Militari del Comando provinciale della Guardia di Finanza di Pavia hanno eseguito il 10 marzo 2026 un provvedimento di confisca definitiva disposto dal Tribunale di Roma – sezione Misure di prevenzione – che riguarda 118 immobili distribuiti su tutto il territorio nazionale e disponibilità finanziarie quantificate in circa 16 milioni di euro. La misura conclude un lungo contenzioso giudiziario e rende definitiva la confisca già disposta nel 2022. Il provvedimento riguarda un imprenditore formalmente residente in Svizzera, di cui non è stato fornito il nome, ritenuto a capo di un’associazione per delinquere operante nel settore della logistica.
L’indagine, condotta dai finanzieri pavesi nell’ambito di un procedimento penale coordinato dalla Procura della Repubblica di Pavia, aveva portato nel 2019 all’esecuzione di dodici ordinanze di custodia cautelare nei confronti dei membri dell’organizzazione. L’associazione operava nel comparto della movimentazione merci all’interno di grandi poli logistici presenti in diverse aree del Paese ed era accusata di intermediazione illecita e sfruttamento del lavoro, oltre che di frode fiscale.

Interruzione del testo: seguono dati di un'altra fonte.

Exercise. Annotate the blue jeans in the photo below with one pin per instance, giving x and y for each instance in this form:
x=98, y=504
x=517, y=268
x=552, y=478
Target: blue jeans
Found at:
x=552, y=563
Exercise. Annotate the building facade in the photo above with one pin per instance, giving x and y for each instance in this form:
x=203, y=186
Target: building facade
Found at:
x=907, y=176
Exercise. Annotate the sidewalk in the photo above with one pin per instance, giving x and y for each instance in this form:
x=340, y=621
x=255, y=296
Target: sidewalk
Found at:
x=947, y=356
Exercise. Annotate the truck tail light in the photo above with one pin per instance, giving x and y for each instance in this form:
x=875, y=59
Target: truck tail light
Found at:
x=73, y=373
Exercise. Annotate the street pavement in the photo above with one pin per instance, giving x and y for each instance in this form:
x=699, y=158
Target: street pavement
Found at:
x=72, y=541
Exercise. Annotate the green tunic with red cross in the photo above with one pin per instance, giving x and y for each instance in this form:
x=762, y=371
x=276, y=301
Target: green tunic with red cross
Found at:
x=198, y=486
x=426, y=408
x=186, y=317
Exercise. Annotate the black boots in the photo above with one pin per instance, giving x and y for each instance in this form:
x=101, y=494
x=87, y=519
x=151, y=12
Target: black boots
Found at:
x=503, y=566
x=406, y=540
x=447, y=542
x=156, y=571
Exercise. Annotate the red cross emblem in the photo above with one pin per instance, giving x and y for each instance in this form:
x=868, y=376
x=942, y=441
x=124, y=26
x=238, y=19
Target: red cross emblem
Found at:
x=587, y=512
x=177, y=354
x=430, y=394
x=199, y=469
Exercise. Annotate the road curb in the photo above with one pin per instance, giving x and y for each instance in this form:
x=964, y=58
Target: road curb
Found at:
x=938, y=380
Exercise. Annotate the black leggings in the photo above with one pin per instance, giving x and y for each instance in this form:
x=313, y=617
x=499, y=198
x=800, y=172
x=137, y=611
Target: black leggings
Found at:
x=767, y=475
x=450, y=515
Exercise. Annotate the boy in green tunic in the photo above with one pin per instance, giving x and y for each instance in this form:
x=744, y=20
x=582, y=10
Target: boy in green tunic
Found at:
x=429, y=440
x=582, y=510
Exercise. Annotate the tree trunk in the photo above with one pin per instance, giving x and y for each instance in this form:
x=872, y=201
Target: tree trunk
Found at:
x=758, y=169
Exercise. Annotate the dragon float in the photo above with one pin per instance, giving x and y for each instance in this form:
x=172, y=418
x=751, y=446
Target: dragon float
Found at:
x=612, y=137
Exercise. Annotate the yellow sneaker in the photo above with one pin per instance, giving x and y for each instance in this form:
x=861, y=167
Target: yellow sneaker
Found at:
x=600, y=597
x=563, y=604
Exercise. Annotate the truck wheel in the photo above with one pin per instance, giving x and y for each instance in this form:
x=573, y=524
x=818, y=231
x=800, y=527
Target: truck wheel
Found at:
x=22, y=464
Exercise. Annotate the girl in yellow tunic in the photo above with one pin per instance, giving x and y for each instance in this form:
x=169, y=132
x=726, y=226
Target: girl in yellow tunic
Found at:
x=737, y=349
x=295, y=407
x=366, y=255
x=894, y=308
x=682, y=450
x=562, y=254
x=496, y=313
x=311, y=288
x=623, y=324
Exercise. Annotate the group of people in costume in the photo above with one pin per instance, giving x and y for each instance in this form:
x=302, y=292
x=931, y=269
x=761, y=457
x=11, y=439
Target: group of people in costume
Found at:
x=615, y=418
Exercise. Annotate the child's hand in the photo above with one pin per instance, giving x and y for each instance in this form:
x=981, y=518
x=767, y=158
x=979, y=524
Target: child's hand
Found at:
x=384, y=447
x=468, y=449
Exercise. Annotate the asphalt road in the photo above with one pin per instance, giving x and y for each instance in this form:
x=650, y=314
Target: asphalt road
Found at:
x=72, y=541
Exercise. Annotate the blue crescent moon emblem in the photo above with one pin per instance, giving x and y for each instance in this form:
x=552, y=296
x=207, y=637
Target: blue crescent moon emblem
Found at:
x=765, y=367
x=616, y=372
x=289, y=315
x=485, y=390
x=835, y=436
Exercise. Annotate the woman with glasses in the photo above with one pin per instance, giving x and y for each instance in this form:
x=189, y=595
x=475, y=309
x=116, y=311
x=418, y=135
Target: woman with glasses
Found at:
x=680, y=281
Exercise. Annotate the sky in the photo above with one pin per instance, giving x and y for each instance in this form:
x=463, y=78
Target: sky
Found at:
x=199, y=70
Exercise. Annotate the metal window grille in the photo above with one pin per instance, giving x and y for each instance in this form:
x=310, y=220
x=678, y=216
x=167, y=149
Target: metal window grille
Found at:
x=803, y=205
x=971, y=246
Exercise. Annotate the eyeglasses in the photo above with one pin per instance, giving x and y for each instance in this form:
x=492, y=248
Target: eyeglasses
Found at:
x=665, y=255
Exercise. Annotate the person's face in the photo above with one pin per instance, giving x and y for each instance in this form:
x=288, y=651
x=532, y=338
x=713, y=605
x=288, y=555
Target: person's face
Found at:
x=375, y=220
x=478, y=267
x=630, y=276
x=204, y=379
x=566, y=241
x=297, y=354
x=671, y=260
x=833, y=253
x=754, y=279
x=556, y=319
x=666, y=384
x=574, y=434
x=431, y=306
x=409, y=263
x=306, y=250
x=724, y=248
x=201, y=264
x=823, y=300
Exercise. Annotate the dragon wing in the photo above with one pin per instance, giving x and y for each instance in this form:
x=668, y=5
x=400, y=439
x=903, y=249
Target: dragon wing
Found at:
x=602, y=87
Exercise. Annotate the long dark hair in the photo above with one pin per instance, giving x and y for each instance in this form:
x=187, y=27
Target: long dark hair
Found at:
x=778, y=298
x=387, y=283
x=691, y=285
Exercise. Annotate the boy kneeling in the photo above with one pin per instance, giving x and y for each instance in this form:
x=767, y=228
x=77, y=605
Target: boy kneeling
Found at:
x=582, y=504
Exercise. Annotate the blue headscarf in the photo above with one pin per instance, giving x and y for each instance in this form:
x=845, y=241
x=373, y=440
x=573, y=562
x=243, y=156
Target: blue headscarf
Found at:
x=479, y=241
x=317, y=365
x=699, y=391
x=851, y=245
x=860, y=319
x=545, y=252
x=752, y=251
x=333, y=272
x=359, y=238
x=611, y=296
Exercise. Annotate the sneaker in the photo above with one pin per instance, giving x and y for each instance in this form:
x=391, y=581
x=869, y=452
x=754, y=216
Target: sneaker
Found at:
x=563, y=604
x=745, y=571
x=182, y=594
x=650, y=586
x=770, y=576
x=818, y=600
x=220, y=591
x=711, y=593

Le attività investigative hanno messo in evidenza il ruolo centrale dell’imprenditore nella gestione di una rete di società attive nella movimentazione delle merci. Secondo gli investigatori, il sistema societario sarebbe stato utilizzato per gestire le attività operative nei poli logistici e, allo stesso tempo, per realizzare condotte di evasione fiscale e intermediazione illecita di manodopera. Nel corso delle indagini è emerso anche il coinvolgimento dell’imprenditore in ulteriori attività illecite. La Guardia di Finanza riferisce di sentenze definitive di condanna e di procedimenti pendenti per reati contro la pubblica amministrazione, il patrimonio e per evasione fiscale. Gli inquirenti hanno inoltre ricostruito operazioni di riciclaggio di capitali di origine illecita, realizzate attraverso la creazione di numerose società, anche estere, intestate a prestanome.
Il patrimonio confiscato comprende 118 immobili tra appartamenti e terreni. Molti dei beni sono situati in località turistiche, tra cui il Lago di Garda, La Thuile, Sestriere e la riviera di Levante. Gli immobili si trovano nelle province di Milano, Brescia, Genova, Aosta e Lodi. Oltre agli immobili, il provvedimento riguarda una polizza assicurativa del valore superiore a un milione di euro e disponibilità presenti su conti correnti bancari.